For all the careful disclaimers, what was noteworthy about the published report on ACTG 155 was how intent it seemed to be on reaffirming the conclusion from which everyone began—that combination therapy really was better. Douglas Richman insisted that the results from ACTG 155 were "compatible" with those from ACTG 106; he added that ACTG 106 had now been corroborated by the final results from the Burroughs Wellcome study of the AZT/ddC combination. By contrast, Mark Harrington of TAG argued that "the high baseline CD4 group (150–300)—the one with the claimed 'benefit' of combination therapy—was exactly the arm with the fewest clinical events, thus the least [statistical] power." Harrington's bottom line: "Combination therapy with AZT/ddC in the 155 population is 50% more toxic and no more effective than monotherapy with AZT alone."

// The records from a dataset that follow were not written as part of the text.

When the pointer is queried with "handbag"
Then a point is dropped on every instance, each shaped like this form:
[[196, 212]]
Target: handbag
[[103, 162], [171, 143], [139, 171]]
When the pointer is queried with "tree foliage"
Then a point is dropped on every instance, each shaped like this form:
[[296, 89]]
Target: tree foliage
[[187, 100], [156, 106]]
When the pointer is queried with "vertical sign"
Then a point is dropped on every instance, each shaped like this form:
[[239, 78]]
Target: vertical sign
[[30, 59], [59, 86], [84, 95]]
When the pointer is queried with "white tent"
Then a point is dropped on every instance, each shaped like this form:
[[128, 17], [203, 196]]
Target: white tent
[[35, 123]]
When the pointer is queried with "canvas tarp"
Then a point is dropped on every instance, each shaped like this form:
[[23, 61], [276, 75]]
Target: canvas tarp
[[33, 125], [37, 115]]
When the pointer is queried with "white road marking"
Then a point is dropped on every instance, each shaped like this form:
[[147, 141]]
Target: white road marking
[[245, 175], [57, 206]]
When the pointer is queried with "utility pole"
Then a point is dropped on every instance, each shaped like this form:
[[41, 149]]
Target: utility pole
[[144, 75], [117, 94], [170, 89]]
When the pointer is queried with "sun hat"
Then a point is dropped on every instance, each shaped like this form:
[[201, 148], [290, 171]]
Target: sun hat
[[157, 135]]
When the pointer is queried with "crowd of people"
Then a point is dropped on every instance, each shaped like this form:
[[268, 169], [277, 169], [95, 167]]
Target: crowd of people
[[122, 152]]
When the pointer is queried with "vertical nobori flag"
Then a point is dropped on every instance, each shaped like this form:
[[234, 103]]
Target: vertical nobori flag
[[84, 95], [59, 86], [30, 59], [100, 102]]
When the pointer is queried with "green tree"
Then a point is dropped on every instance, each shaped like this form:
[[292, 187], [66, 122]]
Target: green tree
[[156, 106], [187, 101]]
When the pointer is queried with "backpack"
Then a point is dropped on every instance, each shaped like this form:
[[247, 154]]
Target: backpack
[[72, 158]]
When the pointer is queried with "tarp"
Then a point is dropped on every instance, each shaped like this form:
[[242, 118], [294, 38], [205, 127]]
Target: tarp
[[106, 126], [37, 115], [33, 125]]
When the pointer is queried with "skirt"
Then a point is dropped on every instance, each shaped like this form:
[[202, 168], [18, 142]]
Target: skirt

What were the true "results" of ACTG 155? How, and in what way, can we take data produced by such an experiment and apply
them to the real-world dilemmas of patients who demand answers? The point here is that clinical trials do not occur in a vacuum—and when the environment in which trials are conducted and interpreted is so contentious, then these experiments, rather than settling controversies, may instead reflect and propel them. Consider the range of factors and pressures that structured the determination of the "meaning" of ACTG 155 as well as that of its precursor, ACTG 106: the methodological (and jurisdictional) disputes between infectious-disease researchers and biostatisticians; activist demands for access to drugs, plus or versus activist conceptions of "good science"; the social construction of hype; the profound need experienced by patients, and the kinds of pragmatic decisions that patients and research subjects make in response to their immediate perceptions of their interests; the marketing strategies of pharmaceutical corporations and the incentive structures to which these companies respond; the complicated role of practicing physicians in interpreting the data produced by clinical trials; the politics of regulation and deregulation; and the distinctive character of regulatory science as practiced by expert advisory bodies. In such an environment—given these stakes—is it any wonder that the interpretation of key trial results is often up for grabs? AIDS trials are not unique in this regard, as studies of cancer trials make clear. But insofar as the participation of knowledge-empowered activists increases the number of claims-makers and alters the distribution of credibility among them, AIDS trials may be particularly inclined toward conflicting readings.